Before she knows what is happening she is on her knees, not in prayer but agony. The pain of knowledge: he was feeding, not making love to her, and that against everything she assumed about herself she will beg him to stay.
Relief has settled over Addy since dropping all pretense of curative treatment. She could not go back to that shop, drink the tincture, face the coven members after the revelation that they were in on the hoax, knew Cam was consuming her.
Today something if different with him. When he caresses her face he becomes unsettled. He breaks contact in a hurried, awkward fashion, startling her only for the fact that she has never seen him execute a movement lacking grace.
“What?”
“You need to go see a doctor.”
“Aren’t you taking care of all that?”
“No, this is something different. Not the cancer, maybe some other disease, or…just go see a doctor.”

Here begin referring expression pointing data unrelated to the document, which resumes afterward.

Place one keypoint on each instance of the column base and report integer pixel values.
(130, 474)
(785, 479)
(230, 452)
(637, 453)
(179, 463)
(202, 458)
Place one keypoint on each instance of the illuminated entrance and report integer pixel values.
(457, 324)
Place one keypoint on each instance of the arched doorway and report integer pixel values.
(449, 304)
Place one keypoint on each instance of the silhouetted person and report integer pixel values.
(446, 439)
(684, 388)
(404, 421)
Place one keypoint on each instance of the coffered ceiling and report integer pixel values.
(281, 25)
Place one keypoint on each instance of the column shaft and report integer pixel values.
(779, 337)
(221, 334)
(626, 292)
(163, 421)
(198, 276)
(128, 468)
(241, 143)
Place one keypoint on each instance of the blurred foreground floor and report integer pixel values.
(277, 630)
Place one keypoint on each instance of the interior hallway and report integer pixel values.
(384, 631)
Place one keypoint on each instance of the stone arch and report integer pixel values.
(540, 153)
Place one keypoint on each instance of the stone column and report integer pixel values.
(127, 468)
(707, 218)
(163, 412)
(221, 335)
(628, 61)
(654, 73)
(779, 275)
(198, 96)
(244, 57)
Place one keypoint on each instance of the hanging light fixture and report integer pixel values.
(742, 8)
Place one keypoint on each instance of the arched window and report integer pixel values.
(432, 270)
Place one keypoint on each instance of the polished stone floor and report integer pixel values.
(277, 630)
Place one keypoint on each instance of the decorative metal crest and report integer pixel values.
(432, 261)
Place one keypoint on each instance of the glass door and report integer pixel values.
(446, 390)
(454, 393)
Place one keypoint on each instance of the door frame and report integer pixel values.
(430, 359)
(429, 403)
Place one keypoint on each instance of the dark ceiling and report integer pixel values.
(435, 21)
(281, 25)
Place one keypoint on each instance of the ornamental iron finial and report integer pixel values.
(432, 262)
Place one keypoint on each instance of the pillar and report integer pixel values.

“How in the world can you tell? Some kind of magic spell stuff?”
“There’s nothing magic about being able to taste your hormones when I touch
you.” Then, off her expression, “How else am I going to know when and where to eat?”
Addy takes his advice, and the next few days are a blur. After a cursory exam the doctor administers a simple test to confirm their suspicions: Addy is pregnant. All emotions and thoughts are eclipsed by the memory of Cam in Mirelle’s study, making small talk with her while rubbing her pregnant belly, his nervous glance over his shoulder when Addy caught him snacking and red-lipped afterward. The images cycle over and over until the trance of cognitive dissonance tightens its grip on her perception and she functions on autopilot until something cold presses against her naked thigh. She is recumbent, dressed in a surgical gown, with low-grade ceiling tile looming overhead. Robotic insect droning rattles from failing light fixtures. Anatomy charts, emergency exit procedures, and patient’s rights notices are tacked on the bone-white walls.
A man—presumably a doctor—stands between Addy’s legs, taking his time about things in the same way as that group of men, sliding latex gloves into place. Her legs are mounted in stirrups. His visage is devoid of love while priming the cannula with lubricant, ready to damage her internally just like those laughing men with their empty beer bottles mercilessly thrusting after they had tired of using themselves on her preteen body.
They administered a sedative, she remembers now, and she credits it with rousing her senses. Nitrous oxide is positioned to her left; she knows that because they just finished explaining how to administer it to herself during the procedure at her discretion.
Behind her an assistant starts up the vacuum machinery, and the motorized hum which haunts her dreams revs up.
“Excuse me!” Much to the doctor’s chagrin Addy herself undoes the tenaculum forceps clamping her uterus, holds up an authoritative finger. “I just…I need a minute.”